9.16.10. T-Drive Trajectory Data

This directory provides T-Drive GeoMesa ingest commands and converter configuration files.

T-Drive is a project of Microsoft Research Asia. The overall project collected GPS tracks from over 30,000 taxis in Beijing for three months. These data were used to demonstrate a more efficient routing system.

Microsoft makes a small subsample of its data available for download. This is about one third of the taxis for a period of a week.

Before proceeding please check out the data description and included terms of use.

9.16.10.1. Getting T-Drive data

The T-Drive data set can be downloaded using the provided download-data.sh script in $GEOMESA_ACCUMULO_HOME/bin/ as such

./download-data.sh tdrive

Alternatively, download the T-Drive datasets from here download one or all of the zip files, then unzip into a convenient directory.

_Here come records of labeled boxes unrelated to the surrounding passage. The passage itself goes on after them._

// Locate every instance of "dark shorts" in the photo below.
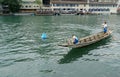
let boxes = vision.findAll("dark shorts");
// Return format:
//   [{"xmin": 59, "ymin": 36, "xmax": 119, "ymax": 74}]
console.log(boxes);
[{"xmin": 104, "ymin": 27, "xmax": 107, "ymax": 33}]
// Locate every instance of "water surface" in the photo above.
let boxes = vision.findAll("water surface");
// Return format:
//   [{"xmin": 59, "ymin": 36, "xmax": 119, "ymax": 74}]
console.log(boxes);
[{"xmin": 0, "ymin": 15, "xmax": 120, "ymax": 77}]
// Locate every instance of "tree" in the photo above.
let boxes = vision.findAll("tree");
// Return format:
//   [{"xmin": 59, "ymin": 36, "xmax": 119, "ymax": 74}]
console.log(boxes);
[
  {"xmin": 2, "ymin": 0, "xmax": 21, "ymax": 13},
  {"xmin": 35, "ymin": 0, "xmax": 42, "ymax": 9}
]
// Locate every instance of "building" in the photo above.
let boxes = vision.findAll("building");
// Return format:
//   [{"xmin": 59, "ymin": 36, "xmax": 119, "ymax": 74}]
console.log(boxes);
[
  {"xmin": 51, "ymin": 0, "xmax": 118, "ymax": 14},
  {"xmin": 88, "ymin": 0, "xmax": 118, "ymax": 14},
  {"xmin": 20, "ymin": 0, "xmax": 42, "ymax": 12},
  {"xmin": 20, "ymin": 0, "xmax": 118, "ymax": 14}
]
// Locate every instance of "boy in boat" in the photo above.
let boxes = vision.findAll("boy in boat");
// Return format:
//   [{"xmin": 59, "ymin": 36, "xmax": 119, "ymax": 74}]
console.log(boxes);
[
  {"xmin": 72, "ymin": 35, "xmax": 78, "ymax": 44},
  {"xmin": 102, "ymin": 22, "xmax": 107, "ymax": 33}
]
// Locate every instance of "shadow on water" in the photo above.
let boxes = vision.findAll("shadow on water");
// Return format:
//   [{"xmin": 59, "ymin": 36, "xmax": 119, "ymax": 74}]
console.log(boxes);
[{"xmin": 58, "ymin": 38, "xmax": 111, "ymax": 64}]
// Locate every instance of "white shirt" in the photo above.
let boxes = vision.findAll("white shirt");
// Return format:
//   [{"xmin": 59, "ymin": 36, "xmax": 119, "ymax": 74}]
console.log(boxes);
[{"xmin": 102, "ymin": 23, "xmax": 107, "ymax": 28}]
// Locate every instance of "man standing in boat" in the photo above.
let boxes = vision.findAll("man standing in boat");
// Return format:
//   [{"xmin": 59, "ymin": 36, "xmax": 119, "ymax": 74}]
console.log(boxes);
[
  {"xmin": 72, "ymin": 35, "xmax": 78, "ymax": 44},
  {"xmin": 102, "ymin": 21, "xmax": 107, "ymax": 33}
]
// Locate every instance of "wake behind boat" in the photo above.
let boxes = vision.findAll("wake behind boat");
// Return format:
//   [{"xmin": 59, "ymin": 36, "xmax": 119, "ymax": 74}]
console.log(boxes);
[{"xmin": 59, "ymin": 30, "xmax": 112, "ymax": 48}]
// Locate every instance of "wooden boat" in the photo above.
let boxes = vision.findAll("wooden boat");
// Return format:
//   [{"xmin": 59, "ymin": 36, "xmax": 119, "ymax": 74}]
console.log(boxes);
[{"xmin": 59, "ymin": 30, "xmax": 112, "ymax": 48}]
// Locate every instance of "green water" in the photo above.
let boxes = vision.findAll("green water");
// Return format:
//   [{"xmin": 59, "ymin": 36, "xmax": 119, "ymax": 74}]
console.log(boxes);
[{"xmin": 0, "ymin": 15, "xmax": 120, "ymax": 77}]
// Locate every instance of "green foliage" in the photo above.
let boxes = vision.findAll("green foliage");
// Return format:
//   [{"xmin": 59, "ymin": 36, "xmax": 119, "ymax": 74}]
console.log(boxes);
[{"xmin": 2, "ymin": 0, "xmax": 21, "ymax": 13}]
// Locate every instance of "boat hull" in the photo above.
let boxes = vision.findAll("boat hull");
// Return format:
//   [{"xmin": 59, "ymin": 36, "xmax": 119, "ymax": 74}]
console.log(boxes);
[{"xmin": 59, "ymin": 30, "xmax": 112, "ymax": 48}]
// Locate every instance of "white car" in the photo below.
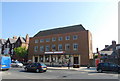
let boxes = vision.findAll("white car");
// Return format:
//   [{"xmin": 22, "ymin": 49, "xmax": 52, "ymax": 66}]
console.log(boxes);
[{"xmin": 11, "ymin": 61, "xmax": 23, "ymax": 68}]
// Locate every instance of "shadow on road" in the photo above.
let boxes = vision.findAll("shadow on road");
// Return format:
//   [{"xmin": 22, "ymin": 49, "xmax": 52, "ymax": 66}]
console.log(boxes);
[
  {"xmin": 19, "ymin": 70, "xmax": 44, "ymax": 73},
  {"xmin": 88, "ymin": 71, "xmax": 120, "ymax": 74}
]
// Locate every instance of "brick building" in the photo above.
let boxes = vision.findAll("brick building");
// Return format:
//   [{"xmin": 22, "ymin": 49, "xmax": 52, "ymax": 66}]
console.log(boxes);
[
  {"xmin": 28, "ymin": 25, "xmax": 93, "ymax": 65},
  {"xmin": 2, "ymin": 34, "xmax": 29, "ymax": 60}
]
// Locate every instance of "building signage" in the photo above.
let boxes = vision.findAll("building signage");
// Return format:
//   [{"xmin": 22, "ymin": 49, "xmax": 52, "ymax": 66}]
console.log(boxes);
[{"xmin": 45, "ymin": 51, "xmax": 65, "ymax": 54}]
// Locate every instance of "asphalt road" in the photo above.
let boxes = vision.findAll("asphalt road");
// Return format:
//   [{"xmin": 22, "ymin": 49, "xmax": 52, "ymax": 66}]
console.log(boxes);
[{"xmin": 0, "ymin": 68, "xmax": 118, "ymax": 79}]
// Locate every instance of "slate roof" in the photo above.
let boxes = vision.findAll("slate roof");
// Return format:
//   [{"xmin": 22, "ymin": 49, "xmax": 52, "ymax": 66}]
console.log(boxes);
[{"xmin": 34, "ymin": 24, "xmax": 86, "ymax": 37}]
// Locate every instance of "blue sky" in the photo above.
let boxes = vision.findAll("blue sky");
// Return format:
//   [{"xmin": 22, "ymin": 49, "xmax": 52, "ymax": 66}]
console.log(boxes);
[{"xmin": 0, "ymin": 2, "xmax": 118, "ymax": 51}]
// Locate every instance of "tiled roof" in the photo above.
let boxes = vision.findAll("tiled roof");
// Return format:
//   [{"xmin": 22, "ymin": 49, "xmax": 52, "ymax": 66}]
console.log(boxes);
[{"xmin": 34, "ymin": 24, "xmax": 86, "ymax": 37}]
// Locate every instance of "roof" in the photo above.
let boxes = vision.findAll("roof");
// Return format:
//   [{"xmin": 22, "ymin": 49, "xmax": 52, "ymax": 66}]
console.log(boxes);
[
  {"xmin": 8, "ymin": 38, "xmax": 17, "ymax": 43},
  {"xmin": 0, "ymin": 39, "xmax": 6, "ymax": 48},
  {"xmin": 34, "ymin": 24, "xmax": 86, "ymax": 37},
  {"xmin": 19, "ymin": 37, "xmax": 26, "ymax": 43},
  {"xmin": 0, "ymin": 39, "xmax": 6, "ymax": 44},
  {"xmin": 100, "ymin": 51, "xmax": 113, "ymax": 55},
  {"xmin": 101, "ymin": 44, "xmax": 120, "ymax": 51}
]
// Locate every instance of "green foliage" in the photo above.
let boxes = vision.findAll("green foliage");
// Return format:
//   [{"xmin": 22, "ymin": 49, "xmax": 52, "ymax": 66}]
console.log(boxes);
[{"xmin": 14, "ymin": 47, "xmax": 27, "ymax": 58}]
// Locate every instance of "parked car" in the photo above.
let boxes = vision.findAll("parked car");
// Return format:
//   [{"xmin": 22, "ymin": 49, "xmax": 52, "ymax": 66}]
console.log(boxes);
[
  {"xmin": 97, "ymin": 63, "xmax": 120, "ymax": 72},
  {"xmin": 24, "ymin": 63, "xmax": 47, "ymax": 73},
  {"xmin": 11, "ymin": 61, "xmax": 23, "ymax": 68}
]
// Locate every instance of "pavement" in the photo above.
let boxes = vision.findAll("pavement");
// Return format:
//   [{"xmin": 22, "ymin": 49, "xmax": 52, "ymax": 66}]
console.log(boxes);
[{"xmin": 47, "ymin": 67, "xmax": 96, "ymax": 72}]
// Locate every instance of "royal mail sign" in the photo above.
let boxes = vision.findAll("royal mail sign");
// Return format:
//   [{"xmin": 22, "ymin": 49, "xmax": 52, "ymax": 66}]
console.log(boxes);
[{"xmin": 45, "ymin": 51, "xmax": 65, "ymax": 54}]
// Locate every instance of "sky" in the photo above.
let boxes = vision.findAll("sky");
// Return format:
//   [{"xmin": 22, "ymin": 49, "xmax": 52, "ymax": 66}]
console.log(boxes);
[{"xmin": 0, "ymin": 1, "xmax": 118, "ymax": 52}]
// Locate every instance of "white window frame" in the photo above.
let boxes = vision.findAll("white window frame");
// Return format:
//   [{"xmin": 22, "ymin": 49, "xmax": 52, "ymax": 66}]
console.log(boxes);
[
  {"xmin": 58, "ymin": 44, "xmax": 63, "ymax": 51},
  {"xmin": 34, "ymin": 46, "xmax": 38, "ymax": 52},
  {"xmin": 46, "ymin": 38, "xmax": 50, "ymax": 42},
  {"xmin": 65, "ymin": 36, "xmax": 70, "ymax": 40},
  {"xmin": 35, "ymin": 39, "xmax": 39, "ymax": 43},
  {"xmin": 40, "ymin": 39, "xmax": 44, "ymax": 43},
  {"xmin": 58, "ymin": 37, "xmax": 63, "ymax": 41},
  {"xmin": 40, "ymin": 46, "xmax": 44, "ymax": 52},
  {"xmin": 65, "ymin": 44, "xmax": 70, "ymax": 51},
  {"xmin": 73, "ymin": 43, "xmax": 78, "ymax": 51},
  {"xmin": 52, "ymin": 37, "xmax": 56, "ymax": 41},
  {"xmin": 73, "ymin": 35, "xmax": 78, "ymax": 40},
  {"xmin": 45, "ymin": 45, "xmax": 50, "ymax": 51}
]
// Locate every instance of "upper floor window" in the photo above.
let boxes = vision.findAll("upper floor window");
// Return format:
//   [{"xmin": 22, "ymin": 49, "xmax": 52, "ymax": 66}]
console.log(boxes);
[
  {"xmin": 7, "ymin": 43, "xmax": 9, "ymax": 48},
  {"xmin": 73, "ymin": 43, "xmax": 78, "ymax": 50},
  {"xmin": 45, "ymin": 45, "xmax": 50, "ymax": 51},
  {"xmin": 52, "ymin": 37, "xmax": 56, "ymax": 41},
  {"xmin": 58, "ymin": 44, "xmax": 62, "ymax": 51},
  {"xmin": 40, "ymin": 39, "xmax": 44, "ymax": 43},
  {"xmin": 46, "ymin": 38, "xmax": 50, "ymax": 42},
  {"xmin": 73, "ymin": 35, "xmax": 78, "ymax": 40},
  {"xmin": 40, "ymin": 46, "xmax": 44, "ymax": 52},
  {"xmin": 52, "ymin": 45, "xmax": 56, "ymax": 51},
  {"xmin": 65, "ymin": 36, "xmax": 70, "ymax": 40},
  {"xmin": 58, "ymin": 37, "xmax": 63, "ymax": 41},
  {"xmin": 35, "ymin": 39, "xmax": 38, "ymax": 43},
  {"xmin": 34, "ymin": 46, "xmax": 38, "ymax": 52},
  {"xmin": 65, "ymin": 44, "xmax": 70, "ymax": 50}
]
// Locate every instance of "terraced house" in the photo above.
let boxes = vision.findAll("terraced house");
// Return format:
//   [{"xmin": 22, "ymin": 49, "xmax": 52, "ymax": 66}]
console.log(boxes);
[{"xmin": 28, "ymin": 24, "xmax": 93, "ymax": 66}]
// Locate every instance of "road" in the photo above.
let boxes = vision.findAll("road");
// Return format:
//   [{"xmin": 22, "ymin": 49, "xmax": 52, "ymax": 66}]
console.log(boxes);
[{"xmin": 1, "ymin": 68, "xmax": 118, "ymax": 79}]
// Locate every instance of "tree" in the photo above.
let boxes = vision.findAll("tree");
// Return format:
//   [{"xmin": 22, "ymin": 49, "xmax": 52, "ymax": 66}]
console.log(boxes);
[{"xmin": 14, "ymin": 47, "xmax": 27, "ymax": 58}]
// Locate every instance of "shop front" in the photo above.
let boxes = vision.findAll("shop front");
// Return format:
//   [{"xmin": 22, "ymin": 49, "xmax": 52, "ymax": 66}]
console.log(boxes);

Each zip contains several hundred CSVs for a total of 7,952 files and nearly 15 million data points.

Each CSV is formatted as follows: > Taxi Identifier, Timestamp, Longitude, Latitude Example: > 102, 2008-02-02 13:34:27,116.30826,39.94702

9.16.10.2. Ingest Commands

Check that the tdrive simple feature type is available on the GeoMesa tools classpath. This is the default case.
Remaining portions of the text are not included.